O quarteto norte-americano deu corda à descoberta de novas formas de interpretar a música, numa sala cheia que se rendeu à criatividade do conjunto.

O Theatro Circo foi palco, na passada terça-feira, da atuação de Kronos Quartet, que, numa sublime demonstração de variedade musical, levou até à plateia bracarense intensas e profundas interpretações de temas integrantes do panorama musical contemporâneo.

O quarteto de cordas de São Francisco conta com 40 anos de história e já colaborou com grandes nomes do mundo da música contemporânea como Philip Glass e Terry Riley. O grupo apresentou-se em palco com David Harrington e John Sherba no violino, Hank Dutt na viola d’arco e Sunny Yang no violencelo e, durante duas horas de espetáculo, interpretou uma alargada panóplia de géneros musicais, desde o jazz de John Coltrane ao estilo experimental de Michael Gordon.

Com uma técnica irrepreensível, o quarteto foi capaz de tornar a música erudita numa experiência acessível a todos, sem nunca perder o rigor nem a qualidade da interpretação. O poderoso choque emocional criado pelos quatro instrumentos foi utilizado para aproximar a composição do sentimento humano.

Pela aparente simplicidade e ausência de aparato, o concerto ganhou uma dimensão de deslumbramento face ao som e a dinâmica criada pelos artistas como que hipnotizou a sala e comprimiu o tempo, num anacronismo que tantas vezes acompanha uma boa atuação. Foi sobretudo admirável a gestão dos temas de modo a que os espectadores se sentissem sempre presentes em todas as músicas, ovacionando com um entusiasmo pouco frequente num concerto de música aparentemente clássica.

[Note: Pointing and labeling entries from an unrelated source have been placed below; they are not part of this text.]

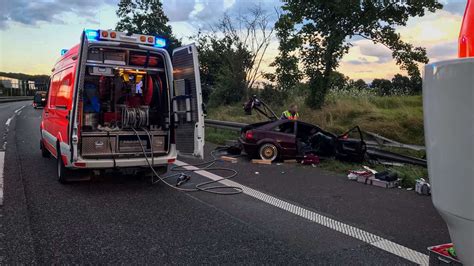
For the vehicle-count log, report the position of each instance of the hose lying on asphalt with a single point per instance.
(207, 166)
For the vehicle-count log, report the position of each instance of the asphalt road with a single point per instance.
(123, 219)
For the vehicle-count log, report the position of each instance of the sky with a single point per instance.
(33, 32)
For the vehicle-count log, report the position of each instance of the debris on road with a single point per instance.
(310, 159)
(258, 161)
(368, 176)
(422, 187)
(443, 255)
(229, 159)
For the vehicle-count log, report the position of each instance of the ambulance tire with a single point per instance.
(44, 152)
(62, 172)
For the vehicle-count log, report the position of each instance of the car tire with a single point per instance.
(268, 151)
(44, 152)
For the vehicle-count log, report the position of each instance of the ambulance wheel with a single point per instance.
(44, 152)
(268, 151)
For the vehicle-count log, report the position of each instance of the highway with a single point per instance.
(289, 214)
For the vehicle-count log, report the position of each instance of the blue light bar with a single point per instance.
(160, 42)
(92, 35)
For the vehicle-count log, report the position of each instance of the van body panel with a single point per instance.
(62, 123)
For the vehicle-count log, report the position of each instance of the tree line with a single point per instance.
(313, 36)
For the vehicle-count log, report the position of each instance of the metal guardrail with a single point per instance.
(235, 126)
(379, 140)
(372, 150)
(5, 99)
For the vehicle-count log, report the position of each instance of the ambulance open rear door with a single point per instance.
(187, 105)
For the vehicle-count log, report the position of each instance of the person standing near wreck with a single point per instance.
(291, 113)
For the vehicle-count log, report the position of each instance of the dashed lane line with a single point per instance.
(3, 148)
(364, 236)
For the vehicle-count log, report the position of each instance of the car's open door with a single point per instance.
(187, 103)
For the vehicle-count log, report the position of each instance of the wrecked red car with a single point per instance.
(285, 139)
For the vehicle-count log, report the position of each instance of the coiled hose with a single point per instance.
(207, 165)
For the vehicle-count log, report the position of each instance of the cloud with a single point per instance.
(443, 51)
(455, 7)
(178, 10)
(205, 13)
(382, 53)
(31, 12)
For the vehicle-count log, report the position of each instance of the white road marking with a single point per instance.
(2, 160)
(364, 236)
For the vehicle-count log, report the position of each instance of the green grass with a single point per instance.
(396, 117)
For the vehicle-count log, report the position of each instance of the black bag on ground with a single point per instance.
(386, 176)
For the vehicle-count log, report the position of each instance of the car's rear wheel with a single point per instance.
(268, 151)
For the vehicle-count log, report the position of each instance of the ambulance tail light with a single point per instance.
(160, 42)
(466, 35)
(92, 35)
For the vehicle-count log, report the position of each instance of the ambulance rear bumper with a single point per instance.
(124, 162)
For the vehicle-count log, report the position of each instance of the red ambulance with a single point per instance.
(118, 101)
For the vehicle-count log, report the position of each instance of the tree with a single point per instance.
(145, 17)
(287, 74)
(359, 84)
(382, 86)
(232, 54)
(338, 81)
(322, 30)
(402, 84)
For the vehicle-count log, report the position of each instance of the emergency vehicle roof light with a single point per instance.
(92, 35)
(160, 42)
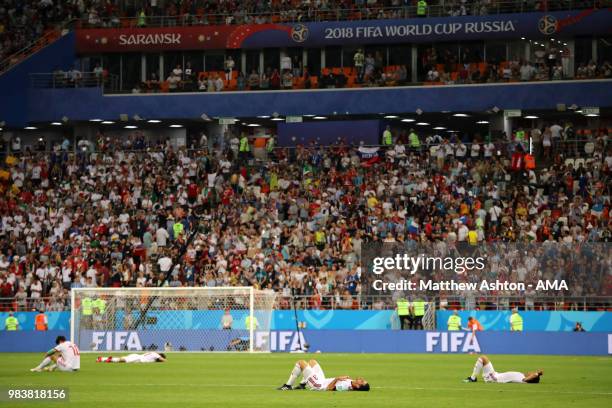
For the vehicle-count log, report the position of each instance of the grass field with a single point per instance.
(241, 380)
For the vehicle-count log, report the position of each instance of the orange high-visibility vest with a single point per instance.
(529, 162)
(40, 322)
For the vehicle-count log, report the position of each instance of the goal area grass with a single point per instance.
(250, 380)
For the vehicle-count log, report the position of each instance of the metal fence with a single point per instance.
(363, 302)
(39, 43)
(358, 12)
(74, 79)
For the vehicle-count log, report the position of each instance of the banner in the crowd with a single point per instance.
(493, 27)
(348, 320)
(329, 132)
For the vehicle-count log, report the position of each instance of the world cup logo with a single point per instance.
(547, 25)
(299, 33)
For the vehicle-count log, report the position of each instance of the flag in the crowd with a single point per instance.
(413, 227)
(368, 155)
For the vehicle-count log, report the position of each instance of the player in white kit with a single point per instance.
(148, 357)
(483, 365)
(314, 379)
(63, 357)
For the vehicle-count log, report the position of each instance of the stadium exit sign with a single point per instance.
(227, 121)
(512, 113)
(590, 111)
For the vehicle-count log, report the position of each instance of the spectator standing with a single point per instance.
(454, 321)
(387, 137)
(516, 321)
(41, 323)
(11, 323)
(358, 60)
(422, 8)
(229, 68)
(227, 320)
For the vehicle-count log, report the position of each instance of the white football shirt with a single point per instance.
(71, 357)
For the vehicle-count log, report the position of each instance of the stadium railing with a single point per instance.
(335, 14)
(47, 38)
(378, 302)
(74, 79)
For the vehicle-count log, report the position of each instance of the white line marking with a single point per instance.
(389, 387)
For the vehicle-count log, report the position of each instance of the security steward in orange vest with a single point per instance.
(41, 323)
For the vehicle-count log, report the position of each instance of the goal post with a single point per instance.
(204, 319)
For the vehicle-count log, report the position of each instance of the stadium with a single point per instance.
(238, 202)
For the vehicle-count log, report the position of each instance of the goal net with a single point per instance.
(172, 319)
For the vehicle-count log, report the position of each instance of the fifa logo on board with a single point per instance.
(548, 25)
(299, 33)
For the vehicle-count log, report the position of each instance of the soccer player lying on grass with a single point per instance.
(65, 356)
(149, 357)
(483, 364)
(314, 379)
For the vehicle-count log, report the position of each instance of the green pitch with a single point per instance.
(241, 380)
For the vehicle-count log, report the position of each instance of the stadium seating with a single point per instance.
(132, 223)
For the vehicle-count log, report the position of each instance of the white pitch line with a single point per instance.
(269, 386)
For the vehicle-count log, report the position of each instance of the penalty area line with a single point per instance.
(269, 386)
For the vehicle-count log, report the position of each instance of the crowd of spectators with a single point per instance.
(136, 213)
(368, 70)
(204, 12)
(23, 22)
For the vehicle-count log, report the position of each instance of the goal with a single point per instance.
(205, 319)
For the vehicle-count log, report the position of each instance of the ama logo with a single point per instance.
(451, 342)
(117, 340)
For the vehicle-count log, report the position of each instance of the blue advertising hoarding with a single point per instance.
(352, 320)
(327, 341)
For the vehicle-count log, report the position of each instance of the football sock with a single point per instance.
(295, 373)
(46, 361)
(477, 369)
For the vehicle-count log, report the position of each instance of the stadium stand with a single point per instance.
(132, 213)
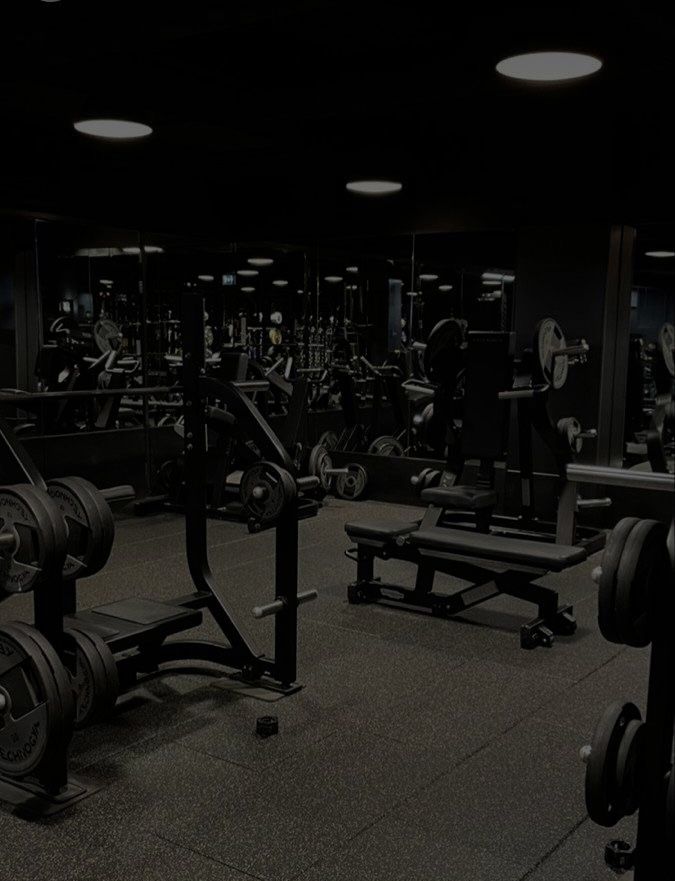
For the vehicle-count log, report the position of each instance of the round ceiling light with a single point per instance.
(374, 187)
(115, 129)
(549, 67)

O espetáculo foi aberto com a interpretação de “Zaghala”, um tema de Islam Chipsy, que remeteu o público para um lugar exótico e distante, que colocou o Theatro Circo mesmo ao lado das pirâmides de Gizé. Ficava assim claro que o quarteto não se ficaria pelo clássico, mas que apostaria a sua atuação num leque de sonoridades tão distintas quanto cativantes, rompendo com a ideia de que a música erudita é monótona e aborrecida.

Durante o resto da primeira parte, o ambiente sonoro tocou em diversos pontos da emoção humana, desde a aflição provocada por “My Desert, My Rose” (tema de Aleksandra Vrebalov) até à calma que foi transmitida por “Alabama” de John Coltrane.

A segunda metade foi aberta, para regozijo geral do público, pelo famoso tema dos The Who, “Baba O’Riley”. Continuando com um esquema de oposição de reações da plateia, a um arrepiante “God Shall Wipe All Tears Away” de Antonio Haskell seguiu-se uma extraordinária adaptação de “Pallavi”, de Zakir Hussain.

Apesar da hora tardia, houve ainda tempo para mais três temas que não estavam previstos e que se arrastaram até à meia-noite, hora que foi assinalada por David Harrington: “It’s Midnight in Braga.”